Is such criticism justified? Over the past decade or so, it’s debatable at best, but there are signs that Alfa Romeo’s 111th year could finally be the annus mirabilis the company yearns for. Earlier this week, rumours swirled that the much-loved Alfa Romeo GTV would be revived after 16 years of dormancy as a retro-inspired coupé EV, in both two-door and four-door guises. There are also whispers that the Spider and Mito could be resurrected and sold alongside Alfa’s two upcoming SUVs: the Tonale and Brennero.
This news comes after the merger between previous owner Fiat Chrysler Automobiles and the French PSA group earlier this year to form Stellantis. Following this major shift in the automotive landscape, many questioned what it would mean for Alfa Romeo. In theory, the Milanese manufacturer should be equipped with more resources and investment than it has had access to lately.
There is evidence this is happening already; one of the most exciting events of Alfa Romeo’s birthday celebrations was the first handovers of its new flagship models: the Giulia GTA and GTAm. As the first Alfa in over a decade to wear the fabled GTA emblems, there is considerable excitement for the hottest new Giulias.

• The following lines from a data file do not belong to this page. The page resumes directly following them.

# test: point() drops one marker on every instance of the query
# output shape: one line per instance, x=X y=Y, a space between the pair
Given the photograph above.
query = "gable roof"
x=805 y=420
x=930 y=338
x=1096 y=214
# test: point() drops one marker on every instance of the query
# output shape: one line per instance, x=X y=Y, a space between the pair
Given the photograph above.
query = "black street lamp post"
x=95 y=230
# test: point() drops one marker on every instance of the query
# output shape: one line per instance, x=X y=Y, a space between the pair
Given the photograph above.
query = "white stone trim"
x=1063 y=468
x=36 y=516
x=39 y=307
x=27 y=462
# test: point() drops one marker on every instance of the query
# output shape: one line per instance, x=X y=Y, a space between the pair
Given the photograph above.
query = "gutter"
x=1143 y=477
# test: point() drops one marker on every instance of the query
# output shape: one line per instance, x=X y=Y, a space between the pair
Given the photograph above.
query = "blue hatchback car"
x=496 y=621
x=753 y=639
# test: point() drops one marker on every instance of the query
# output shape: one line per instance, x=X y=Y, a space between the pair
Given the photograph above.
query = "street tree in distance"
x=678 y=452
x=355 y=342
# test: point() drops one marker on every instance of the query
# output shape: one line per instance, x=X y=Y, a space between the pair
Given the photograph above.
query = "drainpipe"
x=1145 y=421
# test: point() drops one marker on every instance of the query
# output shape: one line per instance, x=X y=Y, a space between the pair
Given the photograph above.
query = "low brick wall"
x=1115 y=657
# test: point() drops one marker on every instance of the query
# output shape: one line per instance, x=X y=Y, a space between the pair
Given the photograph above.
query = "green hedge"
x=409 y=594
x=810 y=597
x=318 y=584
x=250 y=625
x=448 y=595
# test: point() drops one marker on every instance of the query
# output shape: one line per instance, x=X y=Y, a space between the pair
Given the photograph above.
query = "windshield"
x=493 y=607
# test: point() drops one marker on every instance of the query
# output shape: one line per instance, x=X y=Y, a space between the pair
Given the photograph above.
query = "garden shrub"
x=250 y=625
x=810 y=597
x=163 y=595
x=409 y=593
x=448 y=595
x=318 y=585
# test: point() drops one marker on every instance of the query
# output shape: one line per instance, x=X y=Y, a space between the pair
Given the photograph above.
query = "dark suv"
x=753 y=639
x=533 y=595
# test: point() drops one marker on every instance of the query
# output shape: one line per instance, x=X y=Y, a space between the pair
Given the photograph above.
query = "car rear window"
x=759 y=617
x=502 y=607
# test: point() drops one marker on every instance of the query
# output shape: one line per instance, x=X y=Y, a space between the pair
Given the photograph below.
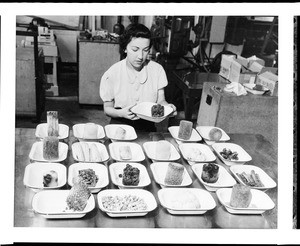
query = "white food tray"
x=267 y=181
x=260 y=202
x=115 y=169
x=99 y=169
x=175 y=200
x=34 y=175
x=36 y=152
x=150 y=150
x=141 y=193
x=78 y=132
x=243 y=156
x=187 y=148
x=159 y=170
x=52 y=204
x=224 y=180
x=110 y=131
x=136 y=151
x=101 y=148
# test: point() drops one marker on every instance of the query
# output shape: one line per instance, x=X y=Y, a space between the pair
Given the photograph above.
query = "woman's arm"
x=119 y=113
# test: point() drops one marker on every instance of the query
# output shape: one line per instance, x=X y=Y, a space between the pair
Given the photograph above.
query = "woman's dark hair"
x=134 y=30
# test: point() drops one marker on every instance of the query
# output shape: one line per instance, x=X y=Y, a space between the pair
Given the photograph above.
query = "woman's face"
x=137 y=51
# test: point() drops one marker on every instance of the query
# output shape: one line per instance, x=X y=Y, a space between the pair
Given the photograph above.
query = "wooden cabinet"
x=95 y=57
x=28 y=103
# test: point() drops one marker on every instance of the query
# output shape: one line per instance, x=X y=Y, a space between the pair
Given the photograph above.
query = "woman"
x=133 y=80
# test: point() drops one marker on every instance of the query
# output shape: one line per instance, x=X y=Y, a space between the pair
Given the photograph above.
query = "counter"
x=262 y=153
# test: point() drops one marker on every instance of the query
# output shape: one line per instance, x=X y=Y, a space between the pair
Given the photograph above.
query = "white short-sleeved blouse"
x=119 y=84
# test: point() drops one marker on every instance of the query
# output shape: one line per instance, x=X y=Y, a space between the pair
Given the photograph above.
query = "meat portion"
x=131 y=175
x=157 y=110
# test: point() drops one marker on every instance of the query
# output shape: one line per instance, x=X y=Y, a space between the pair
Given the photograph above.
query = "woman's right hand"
x=126 y=113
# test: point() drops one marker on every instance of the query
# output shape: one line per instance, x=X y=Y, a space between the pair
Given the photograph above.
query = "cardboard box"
x=255 y=114
x=235 y=69
x=225 y=66
x=255 y=59
x=268 y=80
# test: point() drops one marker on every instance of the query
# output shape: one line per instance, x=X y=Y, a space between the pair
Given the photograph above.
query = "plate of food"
x=231 y=153
x=255 y=88
x=88 y=132
x=170 y=174
x=126 y=151
x=129 y=175
x=120 y=132
x=126 y=202
x=196 y=152
x=61 y=204
x=212 y=134
x=42 y=131
x=184 y=132
x=45 y=176
x=49 y=150
x=95 y=175
x=152 y=111
x=161 y=150
x=213 y=176
x=241 y=199
x=89 y=152
x=252 y=176
x=186 y=200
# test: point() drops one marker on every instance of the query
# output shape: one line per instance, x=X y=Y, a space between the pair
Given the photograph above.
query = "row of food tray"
x=260 y=201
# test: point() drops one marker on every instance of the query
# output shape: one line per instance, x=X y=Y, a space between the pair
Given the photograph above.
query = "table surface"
x=262 y=152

GTA stands for Gran Turismo Alleggerita (lightened grand tourer), which alludes to the 100kg Alfa’s engineers have managed to relieve from the car’s body. The Giulia GTA and GTAm both get the same Ferrari-derived 2.9-litre V6 found in the Quadrifoglio, albeit with a 30-40bhp increase. That means 0-62mph in just 3.9 seconds and a top speed of 191mph. To make sure the car handles as it should, Alfa Romeo enlisted its Formula 1 duo of Kimi Raikkonen and Antonio Giovinazzi to hone the dynamics.
Raikkonen and Giovinazzi were seen racing with special one-off 111th anniversary liveries for the recent Styrian Grand Prix in Austria, as they tried to add points to their tallies and continue Alfa’s proud tradition of GP racing. Sadly the team narrowly missed out on points, with Raikkonen finishing 11th and Giovinazzi in 15th.
Alfa Romeo’s CEO Jean- Philippe Imparato says the future of Alfa Romeo depends upon: “Quality, regularity of launches and product up to expectations.” It’s hard to disagree with that sentiment – and, judging by the recent celebrations and Alfa’s current intent, it looks like this just might be achieved.